A due anni mangia un pezzo di hashish del padre, bambino ricoverato al Regina Margherita

I genitori lo hanno portato all’ospedale di Rivoli in stato soporoso. Gli esami hanno identificato la causa nell’ingerimento di un pezzo di hashish scambiato, molto probabilmente, per una caramella

Il bambino è ricoverato al Regina Margherita (© ANSA)

TORINO - Un bambino di due anni è ricoverato al Regina Margherita per intossicazione da cannabinoidi per aver ingerito un pezzo di hashish trovato in casa. Non è in gravi condizioni e, secondo quanto riferito dai medici, sta migliorando con il passare delle ore. Questa è una situazione che purtroppo non è nuova nel torinese e che è stata segnalata dall’ospedale di Rivoli, il primo in cui è stato portato il bambino dai genitori residenti a Beinasco, sia ai carabinieri che ai servizi sociali. Il tutto prima di scoprire che quella droga era del padre e probabilmente il piccolo l’ha trovata dentro un cassetto e l’ha ingerita.

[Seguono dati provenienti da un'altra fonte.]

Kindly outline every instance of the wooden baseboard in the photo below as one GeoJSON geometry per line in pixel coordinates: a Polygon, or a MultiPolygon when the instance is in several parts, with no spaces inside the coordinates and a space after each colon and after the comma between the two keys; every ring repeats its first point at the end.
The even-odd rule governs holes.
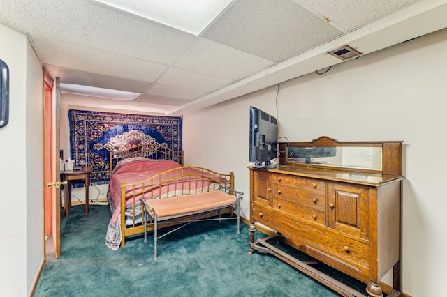
{"type": "MultiPolygon", "coordinates": [[[[250,221],[245,218],[241,217],[241,222],[248,225],[250,225],[250,221]]],[[[274,230],[272,230],[271,229],[269,229],[261,224],[256,224],[256,230],[260,231],[269,236],[276,234],[276,231],[274,230]]],[[[285,242],[286,243],[287,243],[286,241],[285,241],[285,242]]],[[[386,294],[387,295],[391,293],[391,291],[393,291],[393,287],[384,282],[380,282],[380,287],[382,288],[382,291],[383,291],[383,293],[386,294]]],[[[405,293],[402,293],[402,297],[411,297],[411,296],[405,293]]]]}
{"type": "Polygon", "coordinates": [[[31,288],[31,291],[29,292],[29,297],[32,297],[34,295],[34,291],[36,291],[36,288],[37,287],[37,284],[39,282],[39,280],[41,279],[41,275],[42,275],[42,272],[43,271],[43,268],[45,268],[46,259],[44,257],[43,260],[41,263],[41,266],[39,267],[39,270],[37,272],[37,275],[36,275],[36,278],[34,279],[34,282],[33,282],[33,287],[31,288]]]}
{"type": "MultiPolygon", "coordinates": [[[[94,199],[94,201],[93,201],[93,200],[91,199],[89,200],[89,204],[90,204],[90,205],[94,205],[95,203],[105,203],[105,202],[108,202],[108,200],[107,199],[107,198],[99,198],[97,199],[94,199]]],[[[83,205],[85,204],[85,201],[73,201],[73,199],[71,201],[72,206],[73,205],[83,205]]]]}

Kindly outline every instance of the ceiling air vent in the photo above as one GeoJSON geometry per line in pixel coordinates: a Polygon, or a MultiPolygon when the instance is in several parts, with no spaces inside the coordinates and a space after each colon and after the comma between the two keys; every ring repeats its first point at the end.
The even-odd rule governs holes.
{"type": "Polygon", "coordinates": [[[353,49],[352,47],[348,45],[344,45],[334,51],[329,52],[328,54],[332,55],[339,59],[340,60],[343,60],[343,61],[346,61],[362,54],[360,52],[357,52],[356,50],[353,49]]]}

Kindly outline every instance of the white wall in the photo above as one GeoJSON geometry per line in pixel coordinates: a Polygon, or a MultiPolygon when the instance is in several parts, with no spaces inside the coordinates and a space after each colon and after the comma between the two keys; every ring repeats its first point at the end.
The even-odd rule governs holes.
{"type": "MultiPolygon", "coordinates": [[[[413,296],[440,296],[445,282],[446,52],[444,29],[282,83],[278,94],[279,135],[291,142],[404,141],[403,289],[413,296]]],[[[233,171],[247,215],[249,106],[274,115],[276,92],[184,115],[185,164],[233,171]]]]}
{"type": "Polygon", "coordinates": [[[27,289],[36,281],[44,255],[43,70],[27,42],[27,289]]]}
{"type": "Polygon", "coordinates": [[[0,296],[28,296],[44,259],[43,73],[24,35],[0,24],[0,36],[10,70],[9,123],[0,128],[0,296]]]}

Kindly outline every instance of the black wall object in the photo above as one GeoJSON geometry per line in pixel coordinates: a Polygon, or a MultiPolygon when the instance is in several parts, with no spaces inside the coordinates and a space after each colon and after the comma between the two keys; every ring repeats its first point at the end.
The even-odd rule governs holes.
{"type": "Polygon", "coordinates": [[[9,120],[9,68],[0,60],[0,128],[8,124],[9,120]]]}

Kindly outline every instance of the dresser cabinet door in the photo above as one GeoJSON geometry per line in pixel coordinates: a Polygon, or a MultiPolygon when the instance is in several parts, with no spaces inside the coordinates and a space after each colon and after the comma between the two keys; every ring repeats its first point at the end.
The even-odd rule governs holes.
{"type": "Polygon", "coordinates": [[[368,193],[367,188],[329,183],[328,227],[369,239],[368,193]]]}
{"type": "Polygon", "coordinates": [[[272,174],[254,170],[253,174],[253,201],[272,207],[272,174]]]}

DA RIVOLI A TORINO - La mamma e il papà hanno portato il figlio d’urgenza all’ospedale di Rivoli dicendo che stava dormendo in un sonno profondo da diverse ore. Fatti tutti gli esami i medici non hanno capito subito di cosa si trattasse e, vista la mancanza di patologie che potessero spiegare il perché dello stato soporoso, gli hanno fatto l’esame tossicologico da cui è venuto fuori che aveva ingerito un pezzo di hashish. Da lì il trasferimento al Regina Margherita di Torino, dove è presente il reparto di rianimazione neonatale. Non è in pericolo di vita e sta migliorando col passare delle ore, anche perché ha ingerito una piccola quantità, ma si è rischiato che il bambino potesse andare in coma o in grave crisi respiratoria.

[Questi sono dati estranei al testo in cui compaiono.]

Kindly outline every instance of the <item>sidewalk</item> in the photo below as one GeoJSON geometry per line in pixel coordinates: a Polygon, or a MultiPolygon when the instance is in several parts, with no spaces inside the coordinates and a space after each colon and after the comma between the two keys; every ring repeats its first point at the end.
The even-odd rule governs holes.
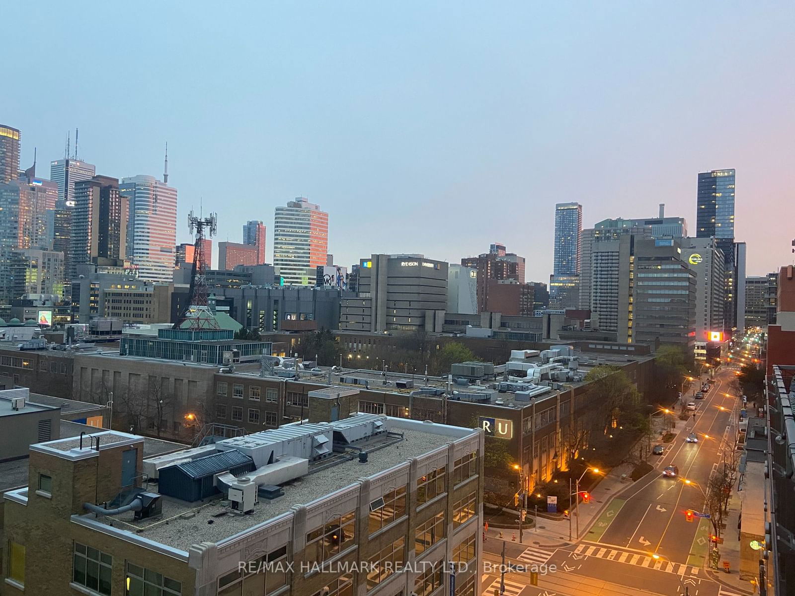
{"type": "MultiPolygon", "coordinates": [[[[595,487],[591,490],[591,502],[580,504],[580,536],[586,536],[588,528],[602,514],[602,512],[610,505],[610,501],[616,495],[630,488],[634,482],[629,479],[630,474],[632,473],[633,465],[630,463],[622,463],[613,468],[595,487]],[[622,474],[626,474],[627,479],[622,481],[622,474]]],[[[545,517],[538,518],[538,527],[522,528],[522,544],[529,546],[547,546],[559,547],[565,544],[579,542],[576,536],[577,519],[576,517],[576,508],[572,512],[571,532],[572,540],[568,539],[569,520],[563,518],[560,520],[550,520],[545,517]]],[[[527,516],[527,520],[533,521],[532,512],[527,516]]],[[[502,540],[507,542],[514,542],[512,539],[515,536],[515,542],[519,543],[519,531],[518,529],[498,529],[489,528],[486,532],[489,538],[499,539],[500,532],[502,532],[502,540]]]]}

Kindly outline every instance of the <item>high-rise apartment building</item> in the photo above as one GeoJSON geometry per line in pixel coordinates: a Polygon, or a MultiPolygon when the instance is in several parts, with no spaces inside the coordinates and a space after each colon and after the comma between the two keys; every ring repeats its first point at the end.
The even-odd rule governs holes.
{"type": "Polygon", "coordinates": [[[265,263],[265,224],[256,219],[252,219],[243,224],[243,244],[257,248],[257,262],[252,265],[265,263]]]}
{"type": "Polygon", "coordinates": [[[273,265],[285,284],[314,283],[317,266],[328,253],[328,214],[300,196],[276,207],[273,265]]]}
{"type": "Polygon", "coordinates": [[[356,298],[343,300],[339,328],[440,332],[448,264],[421,254],[374,254],[359,263],[356,298]]]}
{"type": "Polygon", "coordinates": [[[151,176],[122,178],[120,195],[127,198],[126,254],[143,281],[169,283],[174,270],[176,242],[176,189],[151,176]]]}
{"type": "Polygon", "coordinates": [[[17,249],[11,253],[13,298],[64,293],[64,253],[40,249],[17,249]]]}
{"type": "Polygon", "coordinates": [[[579,203],[555,205],[555,256],[549,277],[549,305],[576,308],[580,303],[582,268],[583,206],[579,203]]]}
{"type": "Polygon", "coordinates": [[[74,207],[75,184],[96,175],[93,164],[65,157],[50,162],[50,180],[58,185],[59,207],[74,207]]]}
{"type": "Polygon", "coordinates": [[[746,327],[767,328],[767,276],[746,277],[746,327]]]}
{"type": "Polygon", "coordinates": [[[222,271],[231,271],[238,265],[262,265],[257,246],[238,242],[218,243],[218,267],[222,271]]]}
{"type": "Polygon", "coordinates": [[[696,341],[705,344],[725,327],[726,259],[712,238],[684,238],[681,258],[696,273],[696,341]]]}
{"type": "Polygon", "coordinates": [[[726,272],[726,331],[744,330],[745,247],[735,241],[734,169],[698,175],[696,238],[714,238],[723,253],[726,272]],[[740,269],[743,269],[741,272],[740,269]]]}
{"type": "Polygon", "coordinates": [[[71,277],[82,263],[118,265],[126,258],[126,196],[119,194],[118,180],[107,176],[75,184],[72,214],[71,277]]]}
{"type": "Polygon", "coordinates": [[[0,124],[0,183],[17,180],[20,136],[17,129],[0,124]]]}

LA DROGA DEL PADRE - Inizialmente i genitori hanno detto ai carabinieri di non sapere cosa fosse successo. Si erano limitati a dire che dormiva in continuazione in un sonno profondissimo e che non riuscivano proprio a svegliarlo. Non convinti, i militari hanno continuato a chiedere, fino a quando l’uomo stesso ha ammesso di fare uso di cannabinoidi di tanto in tanto. L’hashish la teneva in salotto e molto probabilmente il bambino, vedendola dentro un cassetto, l’ha scambiata per una caramella.